You may migrate the data to a PostgreSQL binary type, but would then loose text querying capabilities.
(Unless PostgreSQL starts supporting a UTF-16 based unicode character set)
1) Length semantics
N is interpreted differently (Characters, Bytes, 2*N = Bytes) depending on database and encoding.
Microsoft SQL Server uses UCS2 encoding with the VARCHAR length interpreted as UCS-2 points, that is length*2 = bytes length ( https://docs.microsoft.com/en-us/sql/t-sql/data-types/nchar-and-nvarchar-transact-sql?view=sql-server-2017 ):
their NVARCHAR(1) can store 1 UCS2 Characters (2 bytes of UCS2). Oracle UTF-encoding has the same semantics ( and internal CESU-8 storage).

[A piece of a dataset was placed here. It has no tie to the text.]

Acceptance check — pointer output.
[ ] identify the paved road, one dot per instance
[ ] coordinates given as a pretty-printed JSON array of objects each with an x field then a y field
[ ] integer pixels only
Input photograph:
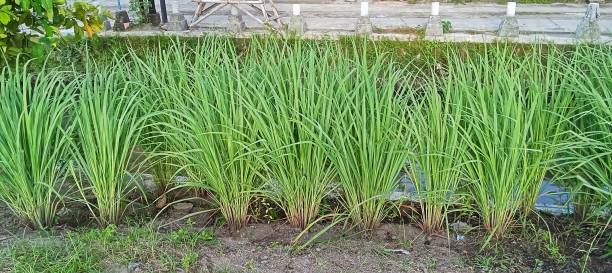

Postgres 9.1 only has a Unicode UTF-8 character set (https://www.postgresql.org/docs/9.1/multibyte.html) , which, like Oracle (in AL32UTF8 or AL16UTF16 encoding) can store 1 full UCS32 codepoints. That is potentially up to 4 bytes (See e.g http://www.oracletutorial.com/oracle-basics/oracle-nvarchar2/ which explicitly state the NVARCHAR2(50) column may take up to 200 bytes).
The difference becomes significant when dealing with characters outside the basic multilingual plane which count as one "char unit" in utf8 ucs32 (go, char, char32_t, PostgreSQL ), but are represented as surrogate pairs in UTF-16 which count as two units ( Java, Javascript, C#, ABAP, wchar_t , SQLServer).
e.g. U+1F60A SMILING FACE WITH SMILING EYES will use up all space in SQL Server NVARCHAR(2). But only one character unit in PostgreSQL.
Classical enterprise grade DBs will offer at least a choice with UTF-16 like semantics (SAP HANA (CESU-8), DB 2 with collation, SQL Anywhere (CESU8BIN), ...) E.g. Oracle also offers what they misleadingly call an UTF-8 Collation, which is effectivly CESU-8. This has the same length semantics, representable content as UTF-16 (=Microsoft SQL Server) and is a suitable collation used by UTF-16 based enterprise systems ( e.g. SAP R/3 ) or under a Java application server.
Note that some databases may still interpret NVARCHAR(N) as a length in byte limitation, even with a variable length unicode encoding ( Example SAP IQ ).
2) Unrepresentable content
UTF-16 / CESU-8 based system can represent half surrogate pairs, while UTF-8/UTF-32 based system can not. This content is unrepresentable in this character set, but are a frequent occurrence in UTF-16 based enterprise systems. (e.g. Windows pathnames may contain such non-utf-8 representable characters, see e.g. https://github.com/rust-lang/rust/issues/12056). Thus UTF-16 is a "superset" of UTF-8/UTF-16 which is typically a killer-criteria when dealing with data from enterprise/os-systems based on this encoding ( SAP, Windows, Java, JavaScript ). Note that Javascript JSON encoding took specific care to be able to represent these characters (https://tools.ietf.org/html/rfc8259#page-10 ).
(2) and (3) are more relevant when migration queries, but not for data migration.
3) Binary sort order:
Note that binary sort order of CESU-8/UTF-16 is different than UTF-8/UTF-32.
UTF-16/CESU-8/Java/JavaScript/ABAP sort order:
UTF-8 / UCS-32 (go) sort order:
4) Padding semantics
Padding semantics differ on databases esp. when comparing VARCHAR with CHAR content.